Diagnosing Spring Microservice Freezes: Connection Pool Exhaustion Analysis
Intermittent unresponsiveness in Spring Cloud services, particularly when downstream Feign clients begin reporting timeout failures, often triggers immediaet invsetigation of HTTP client configurations. Extending connectTimeout and readTimeout values in Feign and Ribbon settinsg frequently proves insufficient when the root cause involves database connection starvation.
integration:
http-client:
default-timeout: 30s
connect-duration: 30s
read-duration: 30s
load-balancer:
socket-timeout: 30s
establish-timeout: 30s
When services become completely unresponsive without emitting error logs, and administrative interfaces such as Swagger UI fail to load, the issue typically indicates thread exhaustion rather than network latency. Capturing the JVM thread state reveals the actual blocking condition:
jstack -m -l <process-id> > stack-trace.log
Analysis of the dump exposes multiple HTTP worker threads suspended indefinitely in a WAITING state, parked at the connection acquisition layer:
"undertow-worker-15" #487 daemon prio=5 os_prio=0 tid=0x00007f1b8c12a800 nid=0x7a3f waiting on condition [0x00007f1b6d4fc000]
java.lang.Thread.State: WAITING (parking)
at jdk.internal.misc.Unsafe.park(java.base@11.0.9/Native Method)
- parking to wait for <0x00000000e8c44710> (a java.util.concurrent.locks.AbstractQueuedSynchronizer$ConditionObject)
at java.util.concurrent.locks.LockSupport.park(java.base@11.0.9/LockSupport.java:194)
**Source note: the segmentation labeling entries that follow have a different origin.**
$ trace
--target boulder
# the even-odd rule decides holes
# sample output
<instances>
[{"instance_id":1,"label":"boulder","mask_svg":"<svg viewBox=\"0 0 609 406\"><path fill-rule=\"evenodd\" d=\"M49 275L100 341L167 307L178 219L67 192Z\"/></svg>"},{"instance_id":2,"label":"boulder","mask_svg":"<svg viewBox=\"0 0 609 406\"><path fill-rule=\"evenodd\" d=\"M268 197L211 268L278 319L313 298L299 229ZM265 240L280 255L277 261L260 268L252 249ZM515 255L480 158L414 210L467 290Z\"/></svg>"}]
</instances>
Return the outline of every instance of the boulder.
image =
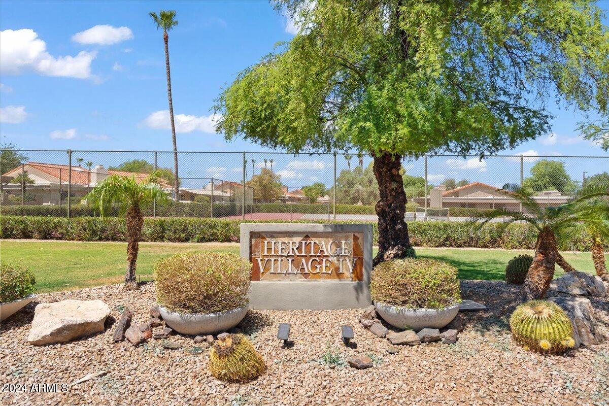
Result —
<instances>
[{"instance_id":1,"label":"boulder","mask_svg":"<svg viewBox=\"0 0 609 406\"><path fill-rule=\"evenodd\" d=\"M373 365L372 359L367 355L353 355L347 359L347 363L356 369L365 369Z\"/></svg>"},{"instance_id":2,"label":"boulder","mask_svg":"<svg viewBox=\"0 0 609 406\"><path fill-rule=\"evenodd\" d=\"M100 300L64 300L36 306L27 337L32 345L66 343L104 331L110 307Z\"/></svg>"},{"instance_id":3,"label":"boulder","mask_svg":"<svg viewBox=\"0 0 609 406\"><path fill-rule=\"evenodd\" d=\"M395 332L390 331L387 335L387 339L393 345L418 345L421 340L412 330L406 330Z\"/></svg>"},{"instance_id":4,"label":"boulder","mask_svg":"<svg viewBox=\"0 0 609 406\"><path fill-rule=\"evenodd\" d=\"M550 298L549 300L560 306L571 320L576 348L579 348L580 345L589 347L604 340L599 324L594 318L594 310L588 299L563 296Z\"/></svg>"},{"instance_id":5,"label":"boulder","mask_svg":"<svg viewBox=\"0 0 609 406\"><path fill-rule=\"evenodd\" d=\"M572 271L552 279L550 289L571 295L583 295L604 298L607 290L599 276L591 273Z\"/></svg>"},{"instance_id":6,"label":"boulder","mask_svg":"<svg viewBox=\"0 0 609 406\"><path fill-rule=\"evenodd\" d=\"M441 338L440 330L438 329L423 329L417 333L419 340L421 343L431 343L434 341L439 341Z\"/></svg>"},{"instance_id":7,"label":"boulder","mask_svg":"<svg viewBox=\"0 0 609 406\"><path fill-rule=\"evenodd\" d=\"M457 314L441 331L448 331L448 330L456 330L457 332L461 332L465 328L465 322L463 321L461 315Z\"/></svg>"},{"instance_id":8,"label":"boulder","mask_svg":"<svg viewBox=\"0 0 609 406\"><path fill-rule=\"evenodd\" d=\"M379 321L377 321L370 327L370 332L378 337L384 338L387 334L389 332L389 331Z\"/></svg>"},{"instance_id":9,"label":"boulder","mask_svg":"<svg viewBox=\"0 0 609 406\"><path fill-rule=\"evenodd\" d=\"M459 335L459 331L454 329L446 330L440 334L442 344L454 344L457 342L457 335Z\"/></svg>"}]
</instances>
at java.util.concurrent.locks.AbstractQueuedSynchronizer$ConditionObject.await(java.base@11.0.9/AbstractQueuedSynchronizer.java:2081)
at com.alibaba.druid.pool.DruidDataSource.takeLast(DruidDataSource.java:2175)
at com.alibaba.druid.pool.DruidDataSource.getConnectionInternal(DruidDataSource.java:1672)
at com.alibaba.druid.pool.DruidDataSource.getConnectionDirect(DruidDataSource.java:1409)
at com.alibaba.druid.pool.DruidDataSource.getConnection(DruidDataSource.java:1389)
...
at org.mybatis.spring.SqlSessionTemplate.selectList(SqlSessionTemplate.java:194)
This stack pattern indicates that all available connections from the Druid pool remain checked out, with threads queuing indefinitely for resources that never return. Druid version 1.1.22 contains a synchronization defect where connections under specific race condiitons fail to recycle properly, effectively leaking from the pool's perspective despite physical closure.
Remediation requires upgrading to Druid 1.2.5 or newer, coupled with explicit pool lifecycle management:
storage:
datasource:
provider: com.alibaba.druid.pool.DruidDataSource
druid:
driver-class-name: org.postgresql.Driver
url: jdbc:postgresql://db-cluster:5432/transaction_db
credentials:
username: ${DB_USERNAME}
password: ${DB_PASSWORD}
pool-metrics:
initial-size: 5
min-idle: 10
max-active: 25
max-wait: 60000
health-check:
validation-query: SELECT 1
test-while-idle: true
test-on-borrow: false
validation-interval: 30000
scavenging:
eviction-interval: 60000
min-evictable-idle: 300000
max-evictable-idle: 600000
remove-abandoned: true
abandoned-timeout: 180
The upgrade resolves the race condition in connection recycling, while abandoned connection detection and aggressive eviction policies ensure that zombie connections return to the pool within predictible timeframes.